Para usar o recurso favorito dos preguiçosos eu posso simplesmente dizer que Hayao Miyazaki é o Walt Disney do Japão. Mas para falar a verdade, os filmes de Miyazaki são muito melhores do que os clássicos da Disney. Dono de uma imaginação visual e narrativa especial, Miyazaki surpreende várias vezes com sacadas inusitadas em cada filme que faz e nenhum de seus filmes padecem da pieguice maniqueísta dos filmes da Disney, criando histórias muito mais interessantes e intrigantes para as crianças e os adultos.
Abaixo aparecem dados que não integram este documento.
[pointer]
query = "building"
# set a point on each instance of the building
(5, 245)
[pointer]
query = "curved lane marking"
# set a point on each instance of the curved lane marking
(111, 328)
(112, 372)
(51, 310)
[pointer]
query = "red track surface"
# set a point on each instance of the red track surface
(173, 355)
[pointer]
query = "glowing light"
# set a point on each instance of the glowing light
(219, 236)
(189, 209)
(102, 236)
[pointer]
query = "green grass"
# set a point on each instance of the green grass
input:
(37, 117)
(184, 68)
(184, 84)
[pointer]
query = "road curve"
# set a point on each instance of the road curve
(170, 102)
Um exemplo em termos visuais: o castelo com patas, mistura fantástica de monstrengo e máquina que dá nome ao filme Howl’s Moving Castle
[ver foto, trailer aqui]. Em termos visuais e também narrativos temos a sensacional sacada da história de um espírito chamado No Face [Sem Cara] [ver foto]
no filme Spirited Away – é para deixar Lewis Carroll de cabelo em pé. No Face entra no Spa para espíritos do filme com a ajuda da heroína Chihiro. Uma vez lá dentro, No Face tenta agradar os outros o tempo todo, mas pode simplesmente engolir qualquer um com uma horrível boca meio desdentada. No Face começa a fabricar pedacinhos de ouro quando vê que os empregados são todos loucos pelo vil metal e logo eles começam a servir No Face com dezenas de pratos e travessas de comida [enquanto a bruxa dona do Spa está dormindo]. Assim No Face vai crescendo, ganhando pernas e braços – e o resto da história só vendo o filme.
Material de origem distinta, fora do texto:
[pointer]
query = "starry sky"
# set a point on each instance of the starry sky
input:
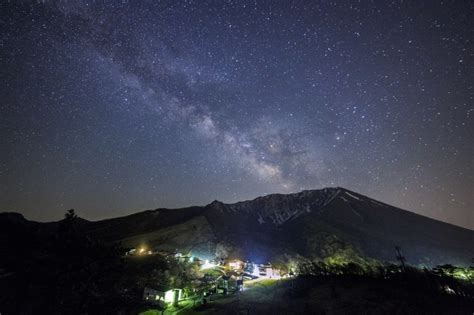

Os filmes de Miyazaki são tão populares no Japão que Miyazaki bateu o Titanic com Spirited Away [trailer aqui] – filme que ganhou o Oscar de melhor animação em 2003. Minha esposa encontrou os filmes do Studio Ghibli na nossa busca desesperada por cinema de animação que a gente pudesse assistir com o meu filho em meio a uma febre de Pokemon na escola dele – e os filmes do Pokemon eu prefiro nem comentar. Na loja de vídeo o atendente nos confirmou que Myiazaki era mesmo uma ótima opção e fomos para casa com Spirited Away. Ficamos embasbacados e dali não paramos mais: já vimos uns dez filmes dele e de outros do seu Studio Ghibli.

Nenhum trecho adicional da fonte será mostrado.